Chiara necessità di intervento nella gestione intelligente degli edifici

Un recente studio della ZHAW mostra che, nonostante le grandi aspettative, solo il 35% degli edifici utilizza soluzioni di smart building. Il nuovo indice SBM Real Estate & Facility Management Switzerland 2025 si attesta a 51 punti su 100, segnalando la necessità di recuperare il ritardo.

Uno studio dimostra che c'è ancora molto da recuperare quando si parla di gestione intelligente degli edifici. (Immagine simbolica; fonte: Depositphotos.com)

La gestione intelligente degli edifici (Smart Building Management, SBM) è considerata la chiave per aumentare l'efficienza energetica, l'efficacia dei costi e la trasparenza nelle operazioni degli edifici. Tuttavia, un recente studio della ZHAW mostra che, nonostante le grandi aspettative, l'implementazione nella pratica è spesso frammentata.

Viene riconosciuto un grande potenziale

Lo studio si basa su un'indagine online condotta su 478 specialisti e manager del settore immobiliare, del facility management e delle funzioni correlate in Svizzera. Il 78% degli intervistati vede un potenziale elevato o molto elevato per la SBM, in particolare in termini di aumento dell'efficienza nella gestione delle strutture e di riduzione del consumo energetico e delle emissioni di CO₂.

«La gestione intelligente degli edifici è arrivata nella pratica, ma non ancora dove potrebbe essere», afferma il Prof. Dr. Andrea González, responsabile del gruppo di competenza Smart Building Management della ZHAW. «Molte organizzazioni utilizzano singole soluzioni digitali senza collegarle sistematicamente o gestirle in modo strategico».»

Divario tra aspirazione e realtà

Allo stesso tempo, esiste un chiaro divario tra le aspirazioni e la realtà: l'SBM è attualmente utilizzato solo in circa il 35% degli edifici conosciuti, spesso in modo selettivo e non in tutti i portafogli. Anche il livello di maturità rimane basso in molte organizzazioni: predominano le soluzioni isolate, mentre gli approcci integrati e basati sui dati sono l'eccezione.
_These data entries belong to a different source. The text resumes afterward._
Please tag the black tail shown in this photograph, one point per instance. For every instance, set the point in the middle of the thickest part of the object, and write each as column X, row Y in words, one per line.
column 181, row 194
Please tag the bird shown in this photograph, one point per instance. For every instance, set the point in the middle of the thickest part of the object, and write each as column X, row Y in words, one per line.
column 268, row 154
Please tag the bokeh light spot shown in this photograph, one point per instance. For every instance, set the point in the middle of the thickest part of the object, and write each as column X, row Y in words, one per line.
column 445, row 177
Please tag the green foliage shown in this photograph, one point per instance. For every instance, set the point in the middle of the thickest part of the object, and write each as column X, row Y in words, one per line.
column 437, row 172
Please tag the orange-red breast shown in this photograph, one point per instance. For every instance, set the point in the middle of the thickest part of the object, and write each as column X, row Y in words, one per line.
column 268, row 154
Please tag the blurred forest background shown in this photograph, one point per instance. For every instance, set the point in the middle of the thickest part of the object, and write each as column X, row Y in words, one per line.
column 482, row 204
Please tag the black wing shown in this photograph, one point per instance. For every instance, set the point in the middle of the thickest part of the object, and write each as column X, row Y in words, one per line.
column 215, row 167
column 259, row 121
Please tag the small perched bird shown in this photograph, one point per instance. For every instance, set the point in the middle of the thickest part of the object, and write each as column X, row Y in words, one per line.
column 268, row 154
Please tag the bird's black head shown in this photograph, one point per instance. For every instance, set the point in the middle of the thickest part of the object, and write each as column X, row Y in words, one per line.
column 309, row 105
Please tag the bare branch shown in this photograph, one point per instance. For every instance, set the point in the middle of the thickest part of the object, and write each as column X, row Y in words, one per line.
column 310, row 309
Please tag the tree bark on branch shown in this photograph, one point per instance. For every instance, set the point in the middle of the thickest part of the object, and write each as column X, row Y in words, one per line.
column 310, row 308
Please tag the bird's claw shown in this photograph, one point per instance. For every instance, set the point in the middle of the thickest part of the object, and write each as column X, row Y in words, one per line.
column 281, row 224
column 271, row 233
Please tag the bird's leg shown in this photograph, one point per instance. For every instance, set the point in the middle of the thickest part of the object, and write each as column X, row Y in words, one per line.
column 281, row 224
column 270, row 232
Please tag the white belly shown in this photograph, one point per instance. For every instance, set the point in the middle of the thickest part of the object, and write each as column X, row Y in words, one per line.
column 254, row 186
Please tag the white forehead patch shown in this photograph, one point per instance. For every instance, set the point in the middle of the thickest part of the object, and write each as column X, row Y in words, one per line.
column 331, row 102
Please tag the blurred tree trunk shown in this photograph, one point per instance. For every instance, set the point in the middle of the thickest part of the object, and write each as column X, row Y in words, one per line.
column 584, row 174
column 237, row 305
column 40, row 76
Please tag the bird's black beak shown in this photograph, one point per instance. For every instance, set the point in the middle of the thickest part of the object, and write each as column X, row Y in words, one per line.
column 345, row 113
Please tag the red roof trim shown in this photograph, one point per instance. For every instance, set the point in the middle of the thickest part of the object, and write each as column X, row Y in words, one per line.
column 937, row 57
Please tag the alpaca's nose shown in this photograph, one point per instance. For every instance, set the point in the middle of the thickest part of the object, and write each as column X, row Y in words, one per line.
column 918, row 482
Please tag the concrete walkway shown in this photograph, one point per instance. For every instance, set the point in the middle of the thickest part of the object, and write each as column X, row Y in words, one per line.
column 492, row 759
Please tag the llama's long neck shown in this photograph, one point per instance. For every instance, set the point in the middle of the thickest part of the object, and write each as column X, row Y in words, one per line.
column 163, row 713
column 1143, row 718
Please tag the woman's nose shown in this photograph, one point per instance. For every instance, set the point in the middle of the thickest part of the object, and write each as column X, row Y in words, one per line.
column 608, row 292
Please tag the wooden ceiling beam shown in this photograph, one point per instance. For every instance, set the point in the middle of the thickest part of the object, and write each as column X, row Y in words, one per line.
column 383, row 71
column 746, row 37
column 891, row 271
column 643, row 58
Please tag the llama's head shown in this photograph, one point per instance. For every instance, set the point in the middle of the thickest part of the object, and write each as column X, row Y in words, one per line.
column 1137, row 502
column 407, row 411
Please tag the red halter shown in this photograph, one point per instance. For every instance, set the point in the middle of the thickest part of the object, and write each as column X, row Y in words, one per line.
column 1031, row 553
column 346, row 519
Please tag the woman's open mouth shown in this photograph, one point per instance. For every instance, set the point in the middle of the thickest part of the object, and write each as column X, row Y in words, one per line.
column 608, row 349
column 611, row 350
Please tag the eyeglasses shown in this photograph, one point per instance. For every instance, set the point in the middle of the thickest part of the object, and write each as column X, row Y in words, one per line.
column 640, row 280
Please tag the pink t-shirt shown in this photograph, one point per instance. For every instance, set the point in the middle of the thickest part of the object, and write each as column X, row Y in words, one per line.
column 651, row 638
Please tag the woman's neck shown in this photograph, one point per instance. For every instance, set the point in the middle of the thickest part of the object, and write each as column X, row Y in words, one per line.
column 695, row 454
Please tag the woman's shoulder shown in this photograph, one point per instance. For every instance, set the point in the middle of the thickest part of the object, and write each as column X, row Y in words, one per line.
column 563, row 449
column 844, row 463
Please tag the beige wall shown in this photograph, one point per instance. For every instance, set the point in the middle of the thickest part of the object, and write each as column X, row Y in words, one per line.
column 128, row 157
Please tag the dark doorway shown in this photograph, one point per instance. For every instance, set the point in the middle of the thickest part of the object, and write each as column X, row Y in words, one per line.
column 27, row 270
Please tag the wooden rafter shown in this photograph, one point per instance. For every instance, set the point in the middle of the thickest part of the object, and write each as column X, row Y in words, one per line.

Il nuovo SBM Index Real Estate & Facility Management Switzerland 2025 si attesta a 51 punti su 100: un chiaro segnale della necessità di recuperare il ritardo. Con l'SBM Index, la ZHAW ha creato per la prima volta uno strumento che fornisce una panoramica strutturata e comparabile dello stato di attuazione della gestione intelligente degli edifici. Serve come quadro di riferimento per proprietari, operatori e organizzazioni di facility management.

Gli elevati costi di investimento sono un ostacolo

I principali ostacoli citati dagli intervistati sono gli elevati costi di investimento, la complessità tecnica e l'integrazione nei sistemi esistenti. Inoltre, i benefici delle soluzioni di smart building spesso non vengono misurati sistematicamente. «Senza immagini chiare degli obiettivi, concetti di misurazione e competenze sufficienti, il valore aggiunto effettivo della gestione intelligente degli edifici rimane spesso invisibile», afferma González.

«I nostri risultati mostrano chiaramente che più alto è il livello di maturità dell'implementazione, più risparmi energetici, guadagni di efficienza e obiettivi normativi vengono effettivamente raggiunti», continua il responsabile dello studio.